Traffic wasn’t bad either, as I left Highway 101 and I-280 behind me and headed west toward home on highway 92. For that day, I put in Bush, Sixteen Stone, and selected “Comedown” (1995).
Here are the lyrics that drew me that day:
‘Cause I don’t wanna come back down from this cloud
It’s taken me all this time to find out what I need
I don’t wanna come back down from this cloud
It’s taken me all this all this time
(BTW, I wanted to indent the lyrics to call them out, but can’t find the indent on this new, cumbersome, tedious, loaded WP editor. This is supposed to be a quick post; I don’t want to spend a lot of time searching through blocks and patterns, widgets and menus to find what used to be a simple matter. And where is the help? Oh, let me look for that.)
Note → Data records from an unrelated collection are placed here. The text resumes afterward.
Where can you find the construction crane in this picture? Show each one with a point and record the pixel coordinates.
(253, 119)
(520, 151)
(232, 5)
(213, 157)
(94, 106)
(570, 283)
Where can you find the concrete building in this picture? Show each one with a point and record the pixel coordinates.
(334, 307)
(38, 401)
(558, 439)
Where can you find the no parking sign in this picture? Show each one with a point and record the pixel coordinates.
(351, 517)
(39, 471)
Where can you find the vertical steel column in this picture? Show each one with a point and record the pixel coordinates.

Don’t have a specific reason for this song in my head today. Just awoke to that beginning from the song. Maybe it was a dream thing, or a writing thing, or my generally foolish, optimistic nature.
But that’s today’s music.
So much happened in dreams last night. Putting it all together…well, I probably failed that. But, here goes.
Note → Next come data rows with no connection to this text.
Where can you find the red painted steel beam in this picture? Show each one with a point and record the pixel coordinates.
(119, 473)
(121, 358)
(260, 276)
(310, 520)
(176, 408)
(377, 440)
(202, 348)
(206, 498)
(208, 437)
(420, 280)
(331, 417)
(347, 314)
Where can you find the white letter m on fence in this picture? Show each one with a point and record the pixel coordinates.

My wife and I were in a new car, a small vehicle, made of gold. I was driving, and the car pleased me. I was very happy with my new acquisition.
My wife was in the passenger seat and there were two people in the back. We were going through a tunnel, perhaps exiting a parking complex. She told me that I’d missed the turn. I couldn’t turn the car around, so I backed up. Not able to see where I was going, I hit a support pillar with the car. This upset me, but we kept going. When I finally parked, I checked the bumper for damage. There was none.
After parking, my wife and a friend were going shopping. I decided to check into a hotel. But first, I spoke with Jerry.
I haven’t seen Jerry since 1977. We were stationed together at Wright-Patterson AFB in Ohio. Smoking a cigarette (as he often did back then), he was laughing and talking about how he’d changed. “I used to be a survivalist. You wouldn’t believe the stuff that I had.”
Laughing, I said, “I find that hard to believe, knowing you.”
Dead serious, he replied, “You don’t know me. You think you do, but you don’t.”
I went into my hotel room, got into bed and went to sleep. A while later, noises in the room awoke me. It was Jerry’s wife. She said, “Hey, do you need anything, baby?”
I said, “I need you. Get into bed with me.”
She said, “No.”
Shrugging, I sat up in bed. Her long dark hair was now a short bob. Looking right, I saw a pile of hair on the floor. “Have you been in here cutting your hair?”
“While I was sleeping?”
My wife rushed through the room. I realized that she was going shopping again.
I dressed and hurried to work. When I arrived, I found hundreds of people milling around, waiting for something to start. The man in charge gave me several lists. “There are forty possibilities in here. You need to match them up from the different sources so that we have the information we need.”
Looking at the lists, I saw that many were printouts, but some were newspaper articles. Some had circles in red markers, but others were highlighted in orange. Another man came up to help me.
“Can you do it?” the man in charge asked.
“Yes.” I was confident that I could. He left, and I got busy. It soon became apparent that the information was more difficult to sort and mass than I realized. He expected results for forty but there were hundreds or thousands of possibilities. I struggled with finding a scalable way to do it.
The man with me said, “It can’t be done.”
“Yes, it can,” I replied.
The man in charge came up. “How’s it coming? Are you almost done?”
“No,” my helper said. “Far from it. I don’t think it can be done.” He and the man in charge argued.
I said, “I can do it. Give me time and space.”
The man in charge said, “Okay, we’re counting on you.”
End of dreams.
I’m watching Hulu. I don’t pay to be advert free. The same commercials are often played. The one in play now is a Carl’s Jr. Bacon Cheeseburger. Breathe in the bacon, breathe out the bacon, is the basic play, while showing a cheeseburger close up. All I can think of when I watch it is, fifteen hundred mg of sodium (65% RDA), 34 grams of fat, 740 calories, and fifteen grams of sugar. Have some soda and fries with that.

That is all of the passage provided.